FAQs about Symdeko
There are no known interactions between Symdeko and alcohol. Patients are advised to speak with their healthcare team about whether it is safe to drink alcohol while on this medication.
Animal studies generally indicated no treatment-related adverse effects on the fetus when using either of Symdeko’s active components, except decreased fetal body weight and early developmental delays with tezacaftor. However, data on pregnant women are limited. It is not known whether this treatment passes to human breast milk. Before taking Symdeko, patients should inform their healthcare team if they are pregnant or plan to become pregnant, are breastfeeding, or plan to do so.

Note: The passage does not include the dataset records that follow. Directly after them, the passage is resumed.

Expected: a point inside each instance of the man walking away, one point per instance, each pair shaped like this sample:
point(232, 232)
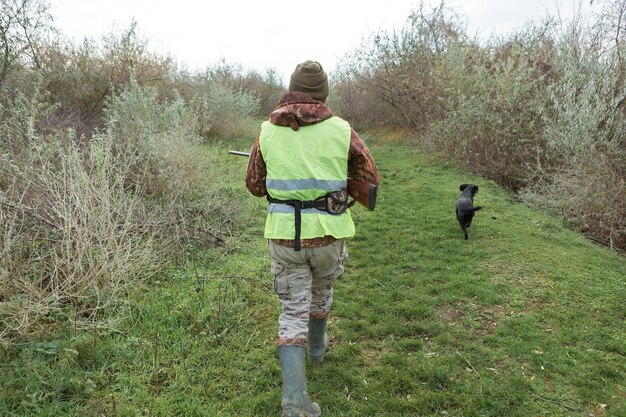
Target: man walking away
point(302, 160)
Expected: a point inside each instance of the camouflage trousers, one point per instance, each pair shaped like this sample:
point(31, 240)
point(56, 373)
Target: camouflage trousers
point(304, 283)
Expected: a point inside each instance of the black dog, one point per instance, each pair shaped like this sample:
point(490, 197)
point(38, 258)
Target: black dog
point(465, 206)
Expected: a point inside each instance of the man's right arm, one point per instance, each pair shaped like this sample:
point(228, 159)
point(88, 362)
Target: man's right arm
point(257, 171)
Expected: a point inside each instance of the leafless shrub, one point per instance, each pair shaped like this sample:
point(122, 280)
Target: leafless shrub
point(81, 221)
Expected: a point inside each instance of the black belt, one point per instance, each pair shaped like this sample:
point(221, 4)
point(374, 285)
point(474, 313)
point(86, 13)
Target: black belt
point(333, 203)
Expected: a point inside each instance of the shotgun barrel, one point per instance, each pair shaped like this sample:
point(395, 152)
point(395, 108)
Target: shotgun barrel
point(238, 153)
point(362, 191)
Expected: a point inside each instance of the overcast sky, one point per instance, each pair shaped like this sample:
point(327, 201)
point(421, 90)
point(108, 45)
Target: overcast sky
point(278, 34)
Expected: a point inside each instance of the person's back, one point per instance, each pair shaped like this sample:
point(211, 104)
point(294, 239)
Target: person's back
point(302, 160)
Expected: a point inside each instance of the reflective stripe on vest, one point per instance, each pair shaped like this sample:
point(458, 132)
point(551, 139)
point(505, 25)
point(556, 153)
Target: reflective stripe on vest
point(304, 165)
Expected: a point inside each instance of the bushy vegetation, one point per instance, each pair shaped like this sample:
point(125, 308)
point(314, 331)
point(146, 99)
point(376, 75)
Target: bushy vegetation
point(102, 180)
point(538, 110)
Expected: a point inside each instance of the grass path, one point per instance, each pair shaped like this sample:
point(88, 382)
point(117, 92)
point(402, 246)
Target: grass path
point(526, 318)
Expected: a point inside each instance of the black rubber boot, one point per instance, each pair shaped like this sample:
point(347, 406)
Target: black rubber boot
point(317, 340)
point(296, 401)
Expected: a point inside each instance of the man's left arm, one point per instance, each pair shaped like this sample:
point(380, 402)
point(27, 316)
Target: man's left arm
point(361, 165)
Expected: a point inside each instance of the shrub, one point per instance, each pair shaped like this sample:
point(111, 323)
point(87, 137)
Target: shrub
point(226, 113)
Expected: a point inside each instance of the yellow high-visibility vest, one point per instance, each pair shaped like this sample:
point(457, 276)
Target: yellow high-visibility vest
point(304, 165)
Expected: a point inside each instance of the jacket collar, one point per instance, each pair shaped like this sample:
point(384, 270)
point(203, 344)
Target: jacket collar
point(299, 109)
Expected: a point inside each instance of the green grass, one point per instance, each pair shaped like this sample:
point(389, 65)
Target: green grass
point(526, 318)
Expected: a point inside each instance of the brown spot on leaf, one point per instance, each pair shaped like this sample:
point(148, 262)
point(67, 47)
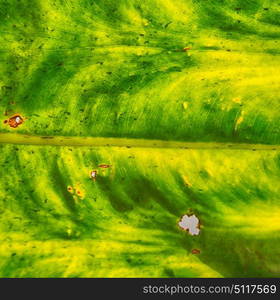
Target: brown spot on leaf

Neither hair loss nor abnormal weight gain have been reported as a side effect of Symdeko. Patients who experience unanticipated effects after starting a new cystic fibrosis therapy are advised to talk to their healthcare provider.
In a Phase 3 trial that supported Symdeko’s initial approval, lung function improvements were seen within 15 days after treatment start. These gains were sustained through treatment conclusion at 24 weeks or about six months. However, each person may respond differently to treatment, so patients are advised to discuss with their healthcare team how Symdeko may help in their particular case.
Symdeko was approved by the U.S. Food and Drug Administration in February 2018 for cystic fibrosis (CF) patients, ages 12 and older, carrying two copies of the F508del mutation in the CFTR gene or with one mutation that responds to Symdeko. This approval was later expanded, now covering individuals 6 years and older with CF caused by one of 154 genetic mutations.